To wszystko takie przejmujące i zarazem - zupełnie ludzkie. Manuela Gretkowska być może nawet nie skandalizuje - a pisze o sprawach, które zazwyczaj zamiata się pod dywan. No bo przecież rzyganie czy oddawanie moczu, ciężka choroba to tematy, których się nie porusza przy stole podczas niedzielnego obiadku. Tak, wydaje mi się, że Gretkowska w tej książce to nie skandalistka, ale po prostu człowiek, po prostu kobieta. Zwyczajna. Normalna. Przeżywająca swoje radości i smutki. Przeklinająca czasem. Bezradna i zaradna na przemian. Kochająca i kochana. Budująca swoje szczęście z tego, co aktualnie jest dostępne.

Jednak "Polka" to nie tylko niezwykły intymny pamiętnik przyszłej matki, ale niezwykła historia miłości nie tylko do nienarodzonej córki. To również opowieść o wzajemnym wspieraniu się przyszłych rodziców.
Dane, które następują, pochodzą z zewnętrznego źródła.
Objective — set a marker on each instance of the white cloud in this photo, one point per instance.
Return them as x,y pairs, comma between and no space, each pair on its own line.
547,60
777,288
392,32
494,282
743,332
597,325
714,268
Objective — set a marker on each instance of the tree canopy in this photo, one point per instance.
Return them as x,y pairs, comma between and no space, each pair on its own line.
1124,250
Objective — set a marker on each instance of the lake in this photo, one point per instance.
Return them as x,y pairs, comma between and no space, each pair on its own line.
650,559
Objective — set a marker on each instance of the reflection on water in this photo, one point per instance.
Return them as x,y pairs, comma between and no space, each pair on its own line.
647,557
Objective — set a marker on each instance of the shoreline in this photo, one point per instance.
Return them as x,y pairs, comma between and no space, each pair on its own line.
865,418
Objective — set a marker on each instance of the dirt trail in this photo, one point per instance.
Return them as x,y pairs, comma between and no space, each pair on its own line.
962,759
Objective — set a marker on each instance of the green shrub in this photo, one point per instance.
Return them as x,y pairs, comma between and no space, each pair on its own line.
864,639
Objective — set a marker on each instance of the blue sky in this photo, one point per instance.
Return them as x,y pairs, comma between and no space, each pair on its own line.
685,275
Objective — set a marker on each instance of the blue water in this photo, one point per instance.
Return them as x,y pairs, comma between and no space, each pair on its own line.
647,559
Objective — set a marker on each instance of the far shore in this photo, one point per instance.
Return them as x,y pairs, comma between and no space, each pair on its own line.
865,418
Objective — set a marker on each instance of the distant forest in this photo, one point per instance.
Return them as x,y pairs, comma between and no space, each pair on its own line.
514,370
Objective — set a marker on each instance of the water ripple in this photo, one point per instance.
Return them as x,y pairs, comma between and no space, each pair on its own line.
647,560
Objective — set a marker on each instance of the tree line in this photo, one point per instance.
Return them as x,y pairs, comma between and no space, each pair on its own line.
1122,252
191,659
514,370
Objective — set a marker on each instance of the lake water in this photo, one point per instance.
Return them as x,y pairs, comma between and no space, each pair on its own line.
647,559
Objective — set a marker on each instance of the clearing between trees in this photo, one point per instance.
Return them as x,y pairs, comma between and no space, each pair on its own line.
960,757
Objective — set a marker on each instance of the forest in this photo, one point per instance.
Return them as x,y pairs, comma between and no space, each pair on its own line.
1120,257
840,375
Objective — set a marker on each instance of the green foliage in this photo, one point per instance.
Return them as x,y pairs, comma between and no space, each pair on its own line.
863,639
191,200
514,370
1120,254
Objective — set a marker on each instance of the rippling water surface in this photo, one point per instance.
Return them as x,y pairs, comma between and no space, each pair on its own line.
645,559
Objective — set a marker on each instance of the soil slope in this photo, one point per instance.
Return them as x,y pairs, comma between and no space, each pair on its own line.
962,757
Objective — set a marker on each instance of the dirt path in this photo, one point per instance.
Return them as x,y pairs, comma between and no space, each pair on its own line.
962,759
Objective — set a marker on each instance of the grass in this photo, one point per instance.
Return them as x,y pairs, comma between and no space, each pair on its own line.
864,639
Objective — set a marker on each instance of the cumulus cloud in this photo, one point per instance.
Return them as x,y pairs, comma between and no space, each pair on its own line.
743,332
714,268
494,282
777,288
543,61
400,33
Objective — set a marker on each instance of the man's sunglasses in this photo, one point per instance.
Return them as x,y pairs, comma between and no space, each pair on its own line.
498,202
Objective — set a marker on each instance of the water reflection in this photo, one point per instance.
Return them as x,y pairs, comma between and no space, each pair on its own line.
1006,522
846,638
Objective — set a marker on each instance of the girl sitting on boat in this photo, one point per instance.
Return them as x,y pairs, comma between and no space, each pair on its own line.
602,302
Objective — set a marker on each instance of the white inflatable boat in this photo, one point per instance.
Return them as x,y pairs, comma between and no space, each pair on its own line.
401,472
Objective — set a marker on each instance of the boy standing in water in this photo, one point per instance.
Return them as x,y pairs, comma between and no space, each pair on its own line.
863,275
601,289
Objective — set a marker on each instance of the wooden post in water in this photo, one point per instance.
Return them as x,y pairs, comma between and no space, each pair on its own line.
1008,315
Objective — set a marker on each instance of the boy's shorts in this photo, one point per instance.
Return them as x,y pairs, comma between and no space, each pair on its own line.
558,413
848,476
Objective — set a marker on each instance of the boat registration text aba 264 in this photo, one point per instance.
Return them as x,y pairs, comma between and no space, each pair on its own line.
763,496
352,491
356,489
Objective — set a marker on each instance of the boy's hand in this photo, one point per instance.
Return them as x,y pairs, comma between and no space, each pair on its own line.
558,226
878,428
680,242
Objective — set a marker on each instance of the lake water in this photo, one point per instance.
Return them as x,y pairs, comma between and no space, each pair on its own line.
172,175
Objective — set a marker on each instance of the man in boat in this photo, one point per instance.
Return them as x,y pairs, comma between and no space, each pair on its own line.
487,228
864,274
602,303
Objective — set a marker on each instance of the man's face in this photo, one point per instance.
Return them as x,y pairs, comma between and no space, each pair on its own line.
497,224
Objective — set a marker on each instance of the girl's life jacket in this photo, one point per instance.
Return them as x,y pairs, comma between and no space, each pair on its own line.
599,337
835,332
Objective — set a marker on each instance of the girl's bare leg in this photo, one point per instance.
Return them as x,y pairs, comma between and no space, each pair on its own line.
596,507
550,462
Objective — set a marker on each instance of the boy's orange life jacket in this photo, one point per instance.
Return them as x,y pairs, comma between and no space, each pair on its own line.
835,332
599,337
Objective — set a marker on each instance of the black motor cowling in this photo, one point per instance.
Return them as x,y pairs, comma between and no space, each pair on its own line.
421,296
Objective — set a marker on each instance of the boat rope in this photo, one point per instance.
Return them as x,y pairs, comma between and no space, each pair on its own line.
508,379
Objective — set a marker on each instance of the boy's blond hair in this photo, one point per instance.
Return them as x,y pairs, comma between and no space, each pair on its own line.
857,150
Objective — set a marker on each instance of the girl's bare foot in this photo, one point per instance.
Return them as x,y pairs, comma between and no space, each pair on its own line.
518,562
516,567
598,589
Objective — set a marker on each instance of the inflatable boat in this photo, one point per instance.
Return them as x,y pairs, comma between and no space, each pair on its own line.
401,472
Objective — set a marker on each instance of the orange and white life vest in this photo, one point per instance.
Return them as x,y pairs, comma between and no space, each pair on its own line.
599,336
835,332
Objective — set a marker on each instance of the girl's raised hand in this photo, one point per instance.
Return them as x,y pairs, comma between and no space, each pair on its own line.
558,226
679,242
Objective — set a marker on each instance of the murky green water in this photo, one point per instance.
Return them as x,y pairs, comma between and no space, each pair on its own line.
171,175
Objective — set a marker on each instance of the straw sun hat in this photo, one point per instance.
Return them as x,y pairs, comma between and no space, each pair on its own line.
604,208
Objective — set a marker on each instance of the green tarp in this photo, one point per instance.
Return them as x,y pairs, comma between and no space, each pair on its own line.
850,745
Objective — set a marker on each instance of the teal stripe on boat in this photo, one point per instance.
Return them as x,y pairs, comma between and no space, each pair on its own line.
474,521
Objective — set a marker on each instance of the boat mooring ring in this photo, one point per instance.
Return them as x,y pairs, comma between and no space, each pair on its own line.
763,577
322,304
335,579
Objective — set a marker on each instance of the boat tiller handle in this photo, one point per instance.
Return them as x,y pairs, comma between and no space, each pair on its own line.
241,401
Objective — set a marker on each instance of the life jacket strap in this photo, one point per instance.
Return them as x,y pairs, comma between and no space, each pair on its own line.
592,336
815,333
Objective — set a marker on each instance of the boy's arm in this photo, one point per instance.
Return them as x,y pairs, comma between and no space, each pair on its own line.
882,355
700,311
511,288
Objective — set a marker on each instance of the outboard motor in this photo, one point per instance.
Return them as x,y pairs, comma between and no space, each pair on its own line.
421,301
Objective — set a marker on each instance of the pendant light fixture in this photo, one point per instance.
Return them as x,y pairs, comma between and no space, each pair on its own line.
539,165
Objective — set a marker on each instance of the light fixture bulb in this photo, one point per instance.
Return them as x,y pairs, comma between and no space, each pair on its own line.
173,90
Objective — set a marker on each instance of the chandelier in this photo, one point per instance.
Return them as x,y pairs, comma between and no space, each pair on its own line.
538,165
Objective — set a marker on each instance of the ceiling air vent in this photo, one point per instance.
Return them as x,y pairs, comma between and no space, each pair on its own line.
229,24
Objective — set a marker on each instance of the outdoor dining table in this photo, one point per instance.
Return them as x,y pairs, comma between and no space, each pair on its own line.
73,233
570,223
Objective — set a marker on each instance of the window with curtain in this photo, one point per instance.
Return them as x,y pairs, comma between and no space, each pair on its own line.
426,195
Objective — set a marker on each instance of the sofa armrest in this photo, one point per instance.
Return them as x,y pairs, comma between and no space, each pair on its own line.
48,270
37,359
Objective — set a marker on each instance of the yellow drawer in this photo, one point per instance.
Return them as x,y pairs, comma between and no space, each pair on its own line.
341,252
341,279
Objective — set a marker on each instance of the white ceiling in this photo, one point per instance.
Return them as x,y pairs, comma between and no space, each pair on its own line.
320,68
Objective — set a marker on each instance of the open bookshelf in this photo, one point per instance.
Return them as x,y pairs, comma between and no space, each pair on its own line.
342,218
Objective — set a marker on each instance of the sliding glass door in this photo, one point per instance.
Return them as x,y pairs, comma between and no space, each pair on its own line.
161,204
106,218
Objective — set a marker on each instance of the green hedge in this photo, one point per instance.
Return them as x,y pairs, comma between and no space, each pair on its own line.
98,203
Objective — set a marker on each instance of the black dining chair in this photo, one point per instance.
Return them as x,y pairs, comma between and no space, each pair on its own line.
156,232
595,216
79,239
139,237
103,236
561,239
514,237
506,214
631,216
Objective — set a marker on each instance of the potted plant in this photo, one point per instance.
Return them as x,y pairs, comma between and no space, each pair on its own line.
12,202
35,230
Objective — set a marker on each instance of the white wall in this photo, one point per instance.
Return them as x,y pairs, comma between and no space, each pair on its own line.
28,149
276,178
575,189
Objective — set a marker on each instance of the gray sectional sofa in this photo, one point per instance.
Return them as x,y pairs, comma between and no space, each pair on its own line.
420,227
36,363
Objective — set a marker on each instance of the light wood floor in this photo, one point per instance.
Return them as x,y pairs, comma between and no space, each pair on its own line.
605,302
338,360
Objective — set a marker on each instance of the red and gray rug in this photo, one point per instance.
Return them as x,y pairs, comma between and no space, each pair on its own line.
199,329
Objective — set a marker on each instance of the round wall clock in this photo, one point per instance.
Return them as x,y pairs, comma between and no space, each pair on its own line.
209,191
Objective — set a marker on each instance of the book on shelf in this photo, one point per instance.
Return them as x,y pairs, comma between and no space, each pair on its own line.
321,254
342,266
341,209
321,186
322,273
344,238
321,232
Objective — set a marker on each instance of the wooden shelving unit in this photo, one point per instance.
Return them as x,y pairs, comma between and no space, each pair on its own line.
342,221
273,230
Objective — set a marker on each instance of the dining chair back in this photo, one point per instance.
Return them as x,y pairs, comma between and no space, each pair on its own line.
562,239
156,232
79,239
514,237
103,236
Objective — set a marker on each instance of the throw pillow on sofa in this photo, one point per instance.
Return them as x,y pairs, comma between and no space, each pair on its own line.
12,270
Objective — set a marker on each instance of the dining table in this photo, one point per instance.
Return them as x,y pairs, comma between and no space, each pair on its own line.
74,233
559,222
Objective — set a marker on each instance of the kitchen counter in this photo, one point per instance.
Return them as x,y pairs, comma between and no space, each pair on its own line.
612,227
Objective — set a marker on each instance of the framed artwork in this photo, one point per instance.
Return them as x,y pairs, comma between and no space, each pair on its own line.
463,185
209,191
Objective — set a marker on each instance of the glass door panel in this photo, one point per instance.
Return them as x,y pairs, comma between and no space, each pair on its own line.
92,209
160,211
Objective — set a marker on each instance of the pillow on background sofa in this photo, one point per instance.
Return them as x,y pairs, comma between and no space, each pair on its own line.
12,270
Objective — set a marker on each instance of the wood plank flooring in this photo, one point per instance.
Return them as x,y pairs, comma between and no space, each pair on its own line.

Związek Manueli Gretkowskiej i Piotra Pietuchy jest niezwykły, można im pozazdrościć czasem tego oddania, tej miłości albo odnaleźć własne recepty na udaną relację i podobne budowanie związkowej płaszczyzny:

"On [Piotr] jest kimś więcej [niż mężczyzną mojego życia]. Więcej niż mąż (męża to ja już miałam), więcej niż partner, bo nie mamy żadnej spółki, poza tym, że razem piszemy scenariusz, nawet chyba więcej niż kochanek. (...) Prawdą jest też, że będąc z Piotrem uczę się mężczyzny, uczę się szacunku do mężczyzny. Nasz związek jest całkowicie partnerski, my się wzajemnie wspieramy i na zmianę nosimy się na rękach." (s. 16-17).

"Pietuszka kładzie się, wymęczony dyżurem. Zostaję przy nim, aż zaśnie. Te wspólne kilkanaście minut razem wyrównuje nam rachunek oddzielnej nocy. Rozczesuję mu palcami długie włosy, leżące miękko na poduszce. Rozwiane, jakby gdzieś biegł przez sen. Splątane wyśnionymi uczuciami i prawdziwymi kłopotami." (s. 132)

"W samolocie, zaspana gdzieś między niebem a ziemią, bliżej nieba. Wtulona jeszcze w ciepłą noc, w mocne i delikatne ręce Piotra" (s. 146)

"Polka" nie jest może książką wybitną pod względem literackim, ale też wydaje się, że nie taki był zamysł autorki. Dominuje nastawienie na szczerość a nie artystyczne wyszukanie. Nie oznacza to, że ta proza nie ma żadnych walorów, bo ma całe mnóstwo, ale cały temat potraktowany jest bez udziwnień, prosto z mostu - po prostu po ludzku. A jednak Gretkowska czasem mnie zachwyca swoim odbieraniem świata ("Samoloty - współczesne ptaki wróżebne" (s. 71)). Nie brak jej też poczucia humoru:

"Zobaczyliśmy dwa bociany lecące w stronę Parnasu. Nie planujemy drugiego dziecka, jednak wyroki bogów są równie nieprzewidywalne, jak rezultaty naturalnej antykoncepcji" (s. 60).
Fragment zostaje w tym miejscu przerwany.